L’investimento in argento presenta vantaggi ma anche rischi. I punti di forza includono una forte domanda industriale, in particolare in ambiti green e tecnologici, una produzione limitata, difficilmente espandibile nel breve-medio termine, un valido supporto per una diversificazione intelligente in portafogli dominati da azioni e obbligazioni, e la natura di asset reale, capace di offrire una certa protezione dall’inflazione. Tuttavia, non mancano le criticità: l’argento è un asset molto volatile, più dell’oro, e la sua performance è legata all’andamento dell’economia globale.

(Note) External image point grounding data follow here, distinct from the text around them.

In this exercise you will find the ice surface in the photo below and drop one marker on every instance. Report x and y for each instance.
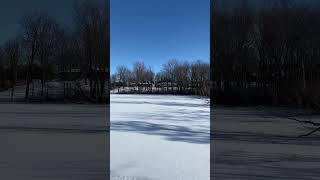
(53, 141)
(252, 143)
(159, 137)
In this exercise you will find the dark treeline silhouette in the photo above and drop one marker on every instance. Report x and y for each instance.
(49, 61)
(270, 56)
(175, 77)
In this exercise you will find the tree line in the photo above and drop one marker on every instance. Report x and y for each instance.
(56, 61)
(175, 77)
(270, 56)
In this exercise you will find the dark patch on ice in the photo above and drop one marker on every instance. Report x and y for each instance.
(171, 132)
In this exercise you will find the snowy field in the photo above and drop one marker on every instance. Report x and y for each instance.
(53, 141)
(159, 137)
(251, 143)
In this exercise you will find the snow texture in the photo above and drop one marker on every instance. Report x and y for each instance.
(53, 141)
(252, 143)
(159, 137)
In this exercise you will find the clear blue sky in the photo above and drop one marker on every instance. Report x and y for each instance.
(155, 31)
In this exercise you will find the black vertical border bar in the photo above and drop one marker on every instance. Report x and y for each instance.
(211, 87)
(108, 80)
(107, 56)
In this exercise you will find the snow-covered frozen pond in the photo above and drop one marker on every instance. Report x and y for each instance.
(252, 143)
(53, 141)
(159, 137)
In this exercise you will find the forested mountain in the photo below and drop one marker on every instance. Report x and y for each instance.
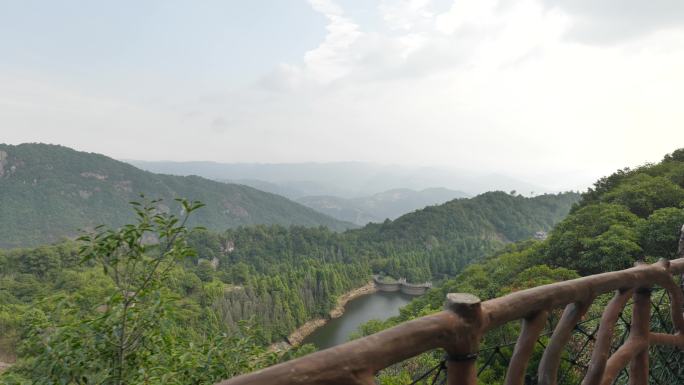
(633, 214)
(273, 278)
(48, 192)
(342, 179)
(378, 207)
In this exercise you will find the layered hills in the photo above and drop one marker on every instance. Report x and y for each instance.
(48, 192)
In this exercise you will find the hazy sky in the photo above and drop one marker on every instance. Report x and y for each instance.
(555, 91)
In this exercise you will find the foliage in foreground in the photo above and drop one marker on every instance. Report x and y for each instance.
(139, 333)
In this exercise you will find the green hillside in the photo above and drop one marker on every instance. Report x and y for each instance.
(378, 207)
(48, 192)
(245, 287)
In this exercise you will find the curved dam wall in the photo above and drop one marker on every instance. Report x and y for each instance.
(402, 285)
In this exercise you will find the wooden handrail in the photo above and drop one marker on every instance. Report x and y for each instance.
(460, 327)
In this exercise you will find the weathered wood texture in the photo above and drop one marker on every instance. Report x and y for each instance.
(459, 328)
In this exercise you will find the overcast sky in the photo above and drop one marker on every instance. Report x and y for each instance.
(554, 91)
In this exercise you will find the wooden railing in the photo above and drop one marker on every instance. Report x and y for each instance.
(460, 327)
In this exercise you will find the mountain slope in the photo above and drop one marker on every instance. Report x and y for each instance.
(48, 192)
(378, 207)
(343, 179)
(494, 215)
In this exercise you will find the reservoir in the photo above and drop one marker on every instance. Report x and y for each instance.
(379, 305)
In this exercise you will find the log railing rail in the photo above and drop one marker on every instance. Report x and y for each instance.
(460, 327)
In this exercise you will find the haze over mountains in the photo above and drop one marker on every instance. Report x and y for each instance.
(343, 179)
(357, 192)
(390, 204)
(48, 192)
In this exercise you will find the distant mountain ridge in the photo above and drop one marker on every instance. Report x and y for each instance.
(342, 179)
(390, 204)
(48, 192)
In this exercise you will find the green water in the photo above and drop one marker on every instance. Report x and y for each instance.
(380, 305)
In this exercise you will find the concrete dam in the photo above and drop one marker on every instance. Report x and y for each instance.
(402, 286)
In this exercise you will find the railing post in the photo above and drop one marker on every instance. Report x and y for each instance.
(461, 368)
(641, 319)
(680, 254)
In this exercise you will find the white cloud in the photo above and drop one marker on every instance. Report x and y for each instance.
(482, 84)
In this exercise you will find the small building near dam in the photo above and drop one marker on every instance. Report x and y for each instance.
(401, 285)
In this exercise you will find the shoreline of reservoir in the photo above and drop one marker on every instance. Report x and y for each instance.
(296, 337)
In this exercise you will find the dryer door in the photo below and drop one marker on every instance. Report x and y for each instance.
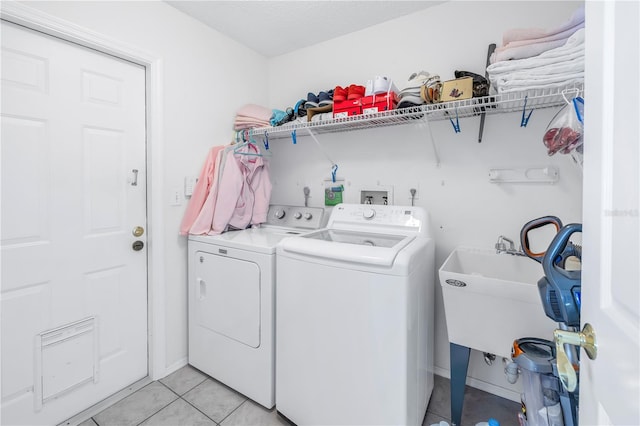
(227, 297)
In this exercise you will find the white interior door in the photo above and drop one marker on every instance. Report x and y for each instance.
(74, 291)
(609, 385)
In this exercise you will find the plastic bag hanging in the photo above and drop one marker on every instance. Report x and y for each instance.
(566, 130)
(334, 188)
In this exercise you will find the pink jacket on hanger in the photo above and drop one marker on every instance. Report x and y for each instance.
(201, 190)
(244, 191)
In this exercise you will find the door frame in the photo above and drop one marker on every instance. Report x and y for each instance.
(40, 21)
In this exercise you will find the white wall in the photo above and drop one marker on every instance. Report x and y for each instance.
(465, 208)
(207, 77)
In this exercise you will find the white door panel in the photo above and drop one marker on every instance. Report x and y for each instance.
(610, 384)
(73, 129)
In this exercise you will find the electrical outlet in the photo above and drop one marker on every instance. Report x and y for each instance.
(176, 198)
(189, 184)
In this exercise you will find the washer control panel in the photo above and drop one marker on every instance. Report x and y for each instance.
(403, 218)
(296, 216)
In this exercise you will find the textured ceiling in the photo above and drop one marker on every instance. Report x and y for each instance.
(273, 27)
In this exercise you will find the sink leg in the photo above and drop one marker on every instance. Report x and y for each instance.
(459, 357)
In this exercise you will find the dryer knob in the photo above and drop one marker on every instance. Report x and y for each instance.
(369, 213)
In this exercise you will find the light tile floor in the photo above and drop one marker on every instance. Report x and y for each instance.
(189, 397)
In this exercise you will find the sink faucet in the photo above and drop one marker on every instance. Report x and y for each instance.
(501, 247)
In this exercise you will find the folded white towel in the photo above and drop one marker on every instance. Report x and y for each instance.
(574, 47)
(559, 36)
(535, 33)
(562, 66)
(549, 83)
(526, 51)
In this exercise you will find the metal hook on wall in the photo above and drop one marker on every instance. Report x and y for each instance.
(456, 125)
(525, 118)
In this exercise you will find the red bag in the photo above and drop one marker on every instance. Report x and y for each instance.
(565, 131)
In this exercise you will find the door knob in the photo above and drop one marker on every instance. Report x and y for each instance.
(585, 339)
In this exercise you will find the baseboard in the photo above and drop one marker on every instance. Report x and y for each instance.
(176, 366)
(105, 403)
(484, 386)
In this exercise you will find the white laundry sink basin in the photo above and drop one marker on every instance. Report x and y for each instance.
(492, 299)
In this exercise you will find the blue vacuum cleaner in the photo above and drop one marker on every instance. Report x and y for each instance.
(559, 290)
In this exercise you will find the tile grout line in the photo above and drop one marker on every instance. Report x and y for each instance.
(199, 410)
(170, 390)
(234, 410)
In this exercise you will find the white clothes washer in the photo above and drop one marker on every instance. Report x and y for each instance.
(355, 319)
(232, 297)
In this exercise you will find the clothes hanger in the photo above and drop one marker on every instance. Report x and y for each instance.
(248, 142)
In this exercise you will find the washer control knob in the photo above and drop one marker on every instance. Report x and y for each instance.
(369, 213)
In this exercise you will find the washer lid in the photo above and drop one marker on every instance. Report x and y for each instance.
(349, 246)
(260, 240)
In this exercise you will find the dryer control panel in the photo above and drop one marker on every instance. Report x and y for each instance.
(296, 216)
(405, 219)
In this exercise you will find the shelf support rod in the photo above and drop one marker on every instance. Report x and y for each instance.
(433, 141)
(492, 48)
(320, 147)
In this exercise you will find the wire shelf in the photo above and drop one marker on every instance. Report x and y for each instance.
(494, 104)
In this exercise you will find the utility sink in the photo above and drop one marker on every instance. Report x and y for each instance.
(492, 299)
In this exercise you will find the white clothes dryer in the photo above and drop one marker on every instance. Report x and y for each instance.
(231, 301)
(355, 319)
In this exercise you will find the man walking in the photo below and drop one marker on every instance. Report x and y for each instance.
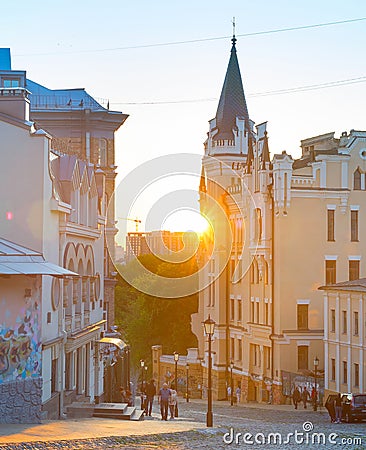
(163, 398)
(296, 396)
(150, 393)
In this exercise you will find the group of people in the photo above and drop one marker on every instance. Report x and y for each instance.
(335, 408)
(305, 396)
(167, 398)
(237, 393)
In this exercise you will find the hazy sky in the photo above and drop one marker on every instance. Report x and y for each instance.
(90, 44)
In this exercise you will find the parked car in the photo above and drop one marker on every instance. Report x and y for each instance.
(353, 407)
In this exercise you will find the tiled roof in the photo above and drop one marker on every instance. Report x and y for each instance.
(357, 285)
(42, 98)
(232, 100)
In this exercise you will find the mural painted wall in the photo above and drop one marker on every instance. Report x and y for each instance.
(20, 328)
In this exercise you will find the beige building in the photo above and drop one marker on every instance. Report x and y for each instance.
(282, 228)
(53, 204)
(344, 336)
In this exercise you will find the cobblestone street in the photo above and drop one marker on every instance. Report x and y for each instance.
(310, 430)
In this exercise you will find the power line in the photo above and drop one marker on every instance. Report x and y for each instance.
(309, 87)
(191, 41)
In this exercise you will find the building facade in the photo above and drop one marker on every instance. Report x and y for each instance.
(282, 228)
(344, 336)
(79, 126)
(54, 204)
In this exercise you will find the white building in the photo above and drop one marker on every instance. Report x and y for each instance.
(54, 205)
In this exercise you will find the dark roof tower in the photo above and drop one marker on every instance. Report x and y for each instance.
(232, 100)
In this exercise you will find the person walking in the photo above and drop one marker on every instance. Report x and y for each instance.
(150, 393)
(173, 403)
(296, 396)
(338, 408)
(314, 398)
(305, 396)
(238, 394)
(163, 399)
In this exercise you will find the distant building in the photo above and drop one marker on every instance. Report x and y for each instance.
(283, 227)
(345, 336)
(160, 242)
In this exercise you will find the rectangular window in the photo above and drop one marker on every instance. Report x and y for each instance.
(232, 309)
(344, 322)
(332, 372)
(53, 375)
(344, 372)
(330, 271)
(331, 224)
(355, 323)
(303, 357)
(353, 270)
(302, 317)
(11, 82)
(240, 349)
(354, 226)
(266, 313)
(332, 320)
(357, 375)
(232, 269)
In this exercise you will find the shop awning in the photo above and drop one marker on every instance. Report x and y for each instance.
(18, 260)
(115, 341)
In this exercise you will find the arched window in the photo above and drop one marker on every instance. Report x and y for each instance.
(258, 224)
(357, 180)
(102, 153)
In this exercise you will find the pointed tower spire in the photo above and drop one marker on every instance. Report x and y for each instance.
(232, 100)
(265, 151)
(250, 156)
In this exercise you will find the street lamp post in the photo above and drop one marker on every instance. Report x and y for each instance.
(142, 363)
(316, 363)
(187, 369)
(176, 359)
(231, 383)
(209, 325)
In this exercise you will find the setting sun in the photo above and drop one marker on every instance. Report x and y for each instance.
(186, 220)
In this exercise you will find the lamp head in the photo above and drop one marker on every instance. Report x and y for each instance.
(209, 325)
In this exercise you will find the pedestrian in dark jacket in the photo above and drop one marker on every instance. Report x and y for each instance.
(305, 396)
(150, 393)
(329, 406)
(296, 397)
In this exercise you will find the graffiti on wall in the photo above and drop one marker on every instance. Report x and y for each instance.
(20, 347)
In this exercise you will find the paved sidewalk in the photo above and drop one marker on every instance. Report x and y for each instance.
(69, 429)
(58, 430)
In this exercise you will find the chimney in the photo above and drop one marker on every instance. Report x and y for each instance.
(5, 59)
(15, 102)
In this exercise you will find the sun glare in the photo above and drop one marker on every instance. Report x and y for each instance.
(186, 220)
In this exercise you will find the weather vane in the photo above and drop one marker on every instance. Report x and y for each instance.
(233, 40)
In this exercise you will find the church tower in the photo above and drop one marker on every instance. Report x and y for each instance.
(235, 282)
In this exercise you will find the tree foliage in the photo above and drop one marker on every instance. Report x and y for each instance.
(146, 320)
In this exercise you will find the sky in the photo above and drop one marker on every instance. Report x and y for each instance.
(171, 91)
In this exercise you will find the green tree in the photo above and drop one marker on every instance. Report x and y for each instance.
(147, 320)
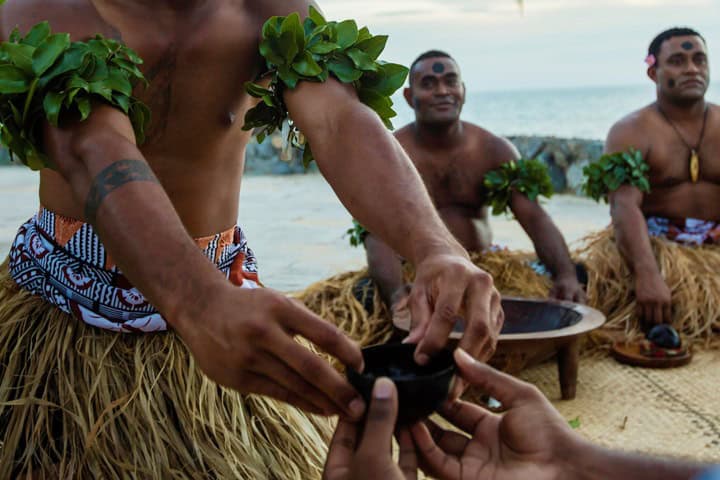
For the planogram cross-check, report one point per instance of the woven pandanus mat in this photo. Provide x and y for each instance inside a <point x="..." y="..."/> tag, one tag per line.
<point x="665" y="412"/>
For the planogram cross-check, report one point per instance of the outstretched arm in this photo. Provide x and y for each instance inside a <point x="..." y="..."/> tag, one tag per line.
<point x="528" y="440"/>
<point x="385" y="269"/>
<point x="378" y="184"/>
<point x="241" y="338"/>
<point x="549" y="245"/>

Inoltre, esistono costi di copertura valutaria da considerare, specialmente nel contesto attuale di differenziale tra i tassi USA e quelli dell’Eurozona. Infine, l’argento non genera reddito, come interessi o dividendi.
All’interno di un portafoglio europeo, l’argento può rappresentare una quota del 5–10% della componente alternativa o reale, particolarmente indicata per chi cerca una diversificazione oltre i classici strumenti finanziari, per chi crede nella transizione energetica e nell’innovazione tecnologica, oppure per chi desidera una protezione dall’inflazione più dinamica rispetto all’oro. Un esempio di portafoglio con esposizione all’argento, pensato per un profilo aggressivo con orizzonte temporale di 3–7 anni, potrebbe essere così strutturato: azioni globali al 60% (tenendo conto della potenziale sovraesposizione agli Stati Uniti e al dollaro se si utilizza un solo ETF), obbligazioni globali hedged al 20% con una durata consigliata di 5 anni, oro fisico hedged al 5% come bene rifugio, argento fisico hedged al 5% come scommessa mirata, e liquidità o titoli di Stato a breve termine al 10% come protezione di base.
Dal punto di vista operativo, è importante monitorare e ribilanciare il portafoglio su base annuale, utilizzare ETF armonizzati UCITS e valutare l’opportunità di una consulenza personalizzata, anche in ottica di ottimizzazione fiscale. L’argento non è una scelta ovvia né priva di rischi, ma può trovare un posto in portafoglio grazie alla sua esposizione ai trend industriali e alla scarsità dell’offerta. Per l’investitore europeo, l’approccio più equilibrato è rappresentato dagli ETF fisici con copertura valutaria, integrati in una più ampia strategia di diversificazione intelligente.